Model-based graders with calibrated rubrics. Define what "good" looks like along specific dimensions (accuracy, completeness, tone, groundedness in source material) and have an LLM grade against those dimensions. Calibrate the grader by having humans score a sample and adjusting until the model's judgments align with expert consensus. You can't reduce creative output to binary pass/fail, but you can score it along defined quality axes consistently enough to detect regressions.

How many trials should you run per task to account for non-determinism?

Three to five is a practical starting point for most tasks. This gives you enough signal to estimate per-trial success rates without making eval runs prohibitively expensive. For critical tasks where reliability matters most, run more. For exploratory capability evals where you're measuring whether the agent can do something at all, even two trials are informative. The goal is statistical signal, not statistical perfection.

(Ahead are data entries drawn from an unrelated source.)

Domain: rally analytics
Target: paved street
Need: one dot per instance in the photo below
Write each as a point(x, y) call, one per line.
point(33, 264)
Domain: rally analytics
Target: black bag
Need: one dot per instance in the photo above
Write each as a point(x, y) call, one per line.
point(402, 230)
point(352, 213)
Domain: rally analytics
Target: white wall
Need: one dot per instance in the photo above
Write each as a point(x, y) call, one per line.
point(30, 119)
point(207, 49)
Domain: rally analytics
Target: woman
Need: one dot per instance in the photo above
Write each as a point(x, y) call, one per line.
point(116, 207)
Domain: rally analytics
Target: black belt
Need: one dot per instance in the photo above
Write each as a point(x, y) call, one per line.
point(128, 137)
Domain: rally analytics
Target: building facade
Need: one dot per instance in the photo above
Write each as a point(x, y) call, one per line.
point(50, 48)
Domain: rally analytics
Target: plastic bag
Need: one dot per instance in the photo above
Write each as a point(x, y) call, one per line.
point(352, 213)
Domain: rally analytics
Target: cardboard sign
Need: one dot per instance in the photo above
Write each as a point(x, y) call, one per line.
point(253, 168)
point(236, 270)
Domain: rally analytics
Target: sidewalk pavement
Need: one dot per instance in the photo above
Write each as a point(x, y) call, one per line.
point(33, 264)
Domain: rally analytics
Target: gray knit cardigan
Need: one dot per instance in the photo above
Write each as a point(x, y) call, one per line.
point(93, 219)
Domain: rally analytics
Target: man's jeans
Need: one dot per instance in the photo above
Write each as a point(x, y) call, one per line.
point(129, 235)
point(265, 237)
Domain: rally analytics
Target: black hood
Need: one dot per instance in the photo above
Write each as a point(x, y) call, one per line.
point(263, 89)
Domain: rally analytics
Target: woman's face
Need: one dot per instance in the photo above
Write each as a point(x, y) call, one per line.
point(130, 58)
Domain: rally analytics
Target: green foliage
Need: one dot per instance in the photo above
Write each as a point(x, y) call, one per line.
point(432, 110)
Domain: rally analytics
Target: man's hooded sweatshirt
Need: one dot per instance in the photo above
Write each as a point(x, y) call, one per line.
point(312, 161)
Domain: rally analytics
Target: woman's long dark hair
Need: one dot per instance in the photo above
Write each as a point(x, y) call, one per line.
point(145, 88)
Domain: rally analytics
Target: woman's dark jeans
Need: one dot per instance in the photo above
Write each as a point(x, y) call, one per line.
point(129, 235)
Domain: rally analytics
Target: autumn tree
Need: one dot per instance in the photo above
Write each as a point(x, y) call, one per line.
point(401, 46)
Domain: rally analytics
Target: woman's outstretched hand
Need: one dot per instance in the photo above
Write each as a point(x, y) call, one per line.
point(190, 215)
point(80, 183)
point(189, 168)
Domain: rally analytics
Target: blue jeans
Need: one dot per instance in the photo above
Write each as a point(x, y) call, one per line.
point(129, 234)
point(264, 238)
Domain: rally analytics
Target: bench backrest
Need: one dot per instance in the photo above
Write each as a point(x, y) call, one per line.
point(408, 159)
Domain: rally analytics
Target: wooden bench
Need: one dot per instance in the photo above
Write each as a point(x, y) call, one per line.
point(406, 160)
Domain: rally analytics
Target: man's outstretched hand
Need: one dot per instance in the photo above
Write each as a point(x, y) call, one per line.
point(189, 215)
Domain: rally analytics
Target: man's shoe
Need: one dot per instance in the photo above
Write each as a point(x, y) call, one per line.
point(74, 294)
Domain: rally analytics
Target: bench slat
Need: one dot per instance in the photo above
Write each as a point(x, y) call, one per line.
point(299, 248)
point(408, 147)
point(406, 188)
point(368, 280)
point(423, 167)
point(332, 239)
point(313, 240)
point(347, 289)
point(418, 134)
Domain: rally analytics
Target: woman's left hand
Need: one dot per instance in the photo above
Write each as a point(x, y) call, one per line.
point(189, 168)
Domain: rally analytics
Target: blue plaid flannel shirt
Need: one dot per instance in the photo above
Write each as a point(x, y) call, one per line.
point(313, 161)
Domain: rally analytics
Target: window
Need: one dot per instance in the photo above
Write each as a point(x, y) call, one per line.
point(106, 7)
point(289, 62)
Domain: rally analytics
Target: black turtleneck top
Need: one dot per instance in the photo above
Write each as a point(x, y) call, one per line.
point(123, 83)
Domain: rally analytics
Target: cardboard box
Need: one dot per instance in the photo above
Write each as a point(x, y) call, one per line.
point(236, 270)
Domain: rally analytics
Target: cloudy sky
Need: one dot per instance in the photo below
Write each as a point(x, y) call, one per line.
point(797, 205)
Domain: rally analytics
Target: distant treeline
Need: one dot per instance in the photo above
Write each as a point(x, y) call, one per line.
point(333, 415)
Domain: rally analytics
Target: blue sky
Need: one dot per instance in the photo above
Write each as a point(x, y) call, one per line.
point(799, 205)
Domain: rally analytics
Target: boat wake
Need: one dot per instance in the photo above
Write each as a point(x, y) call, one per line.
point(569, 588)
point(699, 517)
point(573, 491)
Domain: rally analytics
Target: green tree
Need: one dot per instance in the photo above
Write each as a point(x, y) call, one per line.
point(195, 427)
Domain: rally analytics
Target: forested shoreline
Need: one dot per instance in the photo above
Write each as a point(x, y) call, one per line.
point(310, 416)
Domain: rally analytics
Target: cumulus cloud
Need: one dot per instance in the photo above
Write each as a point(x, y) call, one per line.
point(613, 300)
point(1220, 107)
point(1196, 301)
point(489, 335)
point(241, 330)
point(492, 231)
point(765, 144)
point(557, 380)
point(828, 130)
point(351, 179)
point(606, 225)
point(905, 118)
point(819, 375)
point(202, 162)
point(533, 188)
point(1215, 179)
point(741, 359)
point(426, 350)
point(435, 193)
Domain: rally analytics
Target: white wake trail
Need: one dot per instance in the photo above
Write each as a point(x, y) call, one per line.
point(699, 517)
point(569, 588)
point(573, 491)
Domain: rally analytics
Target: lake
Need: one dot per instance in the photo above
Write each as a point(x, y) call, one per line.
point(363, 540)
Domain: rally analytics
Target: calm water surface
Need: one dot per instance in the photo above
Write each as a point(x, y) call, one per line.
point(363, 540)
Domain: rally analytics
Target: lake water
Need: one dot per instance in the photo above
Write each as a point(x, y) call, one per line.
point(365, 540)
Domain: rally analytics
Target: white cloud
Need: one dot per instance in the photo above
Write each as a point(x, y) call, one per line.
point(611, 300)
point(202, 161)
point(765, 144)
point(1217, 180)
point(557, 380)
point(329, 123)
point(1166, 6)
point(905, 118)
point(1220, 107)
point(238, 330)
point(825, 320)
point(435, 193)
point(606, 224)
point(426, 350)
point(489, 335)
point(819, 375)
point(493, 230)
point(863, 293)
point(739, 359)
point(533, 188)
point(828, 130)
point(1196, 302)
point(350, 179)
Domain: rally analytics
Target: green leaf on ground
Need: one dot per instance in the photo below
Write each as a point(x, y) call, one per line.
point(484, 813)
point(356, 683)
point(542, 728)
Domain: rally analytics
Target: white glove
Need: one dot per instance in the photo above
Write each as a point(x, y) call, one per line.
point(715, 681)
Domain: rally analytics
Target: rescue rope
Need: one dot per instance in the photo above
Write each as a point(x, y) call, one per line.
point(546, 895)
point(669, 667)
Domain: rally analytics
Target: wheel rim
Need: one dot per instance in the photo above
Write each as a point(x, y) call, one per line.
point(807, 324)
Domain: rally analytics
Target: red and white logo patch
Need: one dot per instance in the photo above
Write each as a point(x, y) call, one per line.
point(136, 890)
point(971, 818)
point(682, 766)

When should evals run: on every commit, nightly, or before release?

On every change that could affect agent behaviour. In practice, this means running the core regression suite on every PR that touches prompts, model configuration, or tool definitions. Run the full suite (including expensive capability evals) nightly or before release. The cost of running evals is measured in inference dollars. The cost of not running them is measured in production failures and customer trust.